The claim that US forces will be able to be drawn down as the Afghan National Army takes over the fighting has been refuted by the conduct of the Afghan troops, only one of whom has been reported killed. US Marines have been compelled to take the lead in every operation, with the Afghan forces showing little or no ability to act on their own.

Moreover, most of these troops are Tajiks, an ethnic group that formed the base of the Northern Alliance, with which the Taliban, with its base among the local Pashtuns, fought a protracted civil war. They are widely seen, like the American troops, as a hostile occupying force.

The US-led operation is also supposed to install a new district regime loyal to the US puppet government of Karzai and subservient to the foreign occupation. Chosen to carry out this job is one Haji Zahir, an Afghan émigré who returned to the country only recently after 15 years in Germany. He reportedly has few ties to the area.

Zahir was flown into Marjah for the first time Monday “aboard a Marine MV-22B Osprey helicopter with a contingent of Marine officers,” the Washington Post reported, adding, “He was on the ground for about two hours, not venturing more than 100 yards from where his aircraft landed.”

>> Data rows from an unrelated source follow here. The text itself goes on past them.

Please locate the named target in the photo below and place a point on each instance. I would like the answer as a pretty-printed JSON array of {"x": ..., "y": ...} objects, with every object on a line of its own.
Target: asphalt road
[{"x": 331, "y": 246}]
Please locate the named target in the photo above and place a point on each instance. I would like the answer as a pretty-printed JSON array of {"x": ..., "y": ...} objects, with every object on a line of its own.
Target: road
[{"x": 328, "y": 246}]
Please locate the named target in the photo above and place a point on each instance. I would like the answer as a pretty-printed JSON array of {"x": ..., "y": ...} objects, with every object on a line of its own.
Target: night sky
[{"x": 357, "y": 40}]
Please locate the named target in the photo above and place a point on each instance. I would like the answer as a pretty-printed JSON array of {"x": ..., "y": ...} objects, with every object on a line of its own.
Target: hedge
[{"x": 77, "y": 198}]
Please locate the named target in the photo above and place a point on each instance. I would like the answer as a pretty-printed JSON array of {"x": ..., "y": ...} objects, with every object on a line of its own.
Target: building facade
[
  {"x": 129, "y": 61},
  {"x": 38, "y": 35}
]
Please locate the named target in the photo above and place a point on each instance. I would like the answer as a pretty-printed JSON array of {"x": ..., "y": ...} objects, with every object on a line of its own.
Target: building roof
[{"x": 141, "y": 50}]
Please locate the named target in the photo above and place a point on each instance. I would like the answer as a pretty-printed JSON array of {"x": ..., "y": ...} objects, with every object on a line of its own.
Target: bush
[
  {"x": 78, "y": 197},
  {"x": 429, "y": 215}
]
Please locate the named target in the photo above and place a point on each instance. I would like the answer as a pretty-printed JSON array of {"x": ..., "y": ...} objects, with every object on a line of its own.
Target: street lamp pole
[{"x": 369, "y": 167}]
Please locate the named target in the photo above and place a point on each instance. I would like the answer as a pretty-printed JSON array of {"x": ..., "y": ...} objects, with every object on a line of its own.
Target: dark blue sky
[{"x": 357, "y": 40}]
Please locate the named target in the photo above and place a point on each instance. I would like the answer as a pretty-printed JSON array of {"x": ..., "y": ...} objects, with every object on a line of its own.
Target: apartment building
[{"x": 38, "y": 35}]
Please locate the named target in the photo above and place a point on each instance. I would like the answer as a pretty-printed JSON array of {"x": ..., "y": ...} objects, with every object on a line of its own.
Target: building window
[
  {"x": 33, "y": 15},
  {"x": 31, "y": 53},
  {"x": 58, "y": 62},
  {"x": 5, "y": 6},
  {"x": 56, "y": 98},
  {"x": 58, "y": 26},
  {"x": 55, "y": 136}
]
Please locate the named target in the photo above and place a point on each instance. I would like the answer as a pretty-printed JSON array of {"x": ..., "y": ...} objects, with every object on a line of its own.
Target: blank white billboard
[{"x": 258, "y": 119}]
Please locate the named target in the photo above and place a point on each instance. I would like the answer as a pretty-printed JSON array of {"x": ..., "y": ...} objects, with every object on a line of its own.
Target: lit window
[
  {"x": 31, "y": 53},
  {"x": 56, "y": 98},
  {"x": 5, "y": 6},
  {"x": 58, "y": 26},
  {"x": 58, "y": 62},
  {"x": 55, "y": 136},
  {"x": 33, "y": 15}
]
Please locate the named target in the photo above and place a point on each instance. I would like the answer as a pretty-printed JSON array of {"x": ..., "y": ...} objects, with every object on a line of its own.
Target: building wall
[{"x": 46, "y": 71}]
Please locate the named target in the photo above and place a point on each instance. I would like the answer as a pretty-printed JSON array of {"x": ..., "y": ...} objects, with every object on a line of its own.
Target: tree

Also vying for leadership is the district’s former police chief, Abdul Rahman Jan. According to the Post, the police he led “were so corrupt and ruthless—their trademark was summary executions—that many residents welcomed the Taliban as a more humane alternative.”

The Post reported that Jan—who was sacked in 2005 at the demand of British officials—enjoys the backing of Karzai despite, or perhaps because of, his close ties to narcotics traffickers.

McChrystal said that the operation in Marjah was a “model for the future.” He suggested that the more important target would be Kandahar, Afghanistan’s second-largest city, with a population of nearly one million. Fighting for control there will prove far more costly in terms of casualties, both among civilians and US troops.

In an interview Sunday on the television news program “Meet the Press,” Gen. David Petraeus, head of the US Central Command, warned that casualties in coming months would be heavy and prove “tough” to bear.

Petraeus stressed that the offensive in Marjah was just “the initial operation of what will be a 12 to 18-month campaign.”

The general’s comment gives the lie to Obama’s claim that his escalation, with the deployment of 30,000 more US troops, would be reversed by July 2011, with the drawdown of US forces. His administration is waging a protracted, expanding and bloody war, with no end in sight.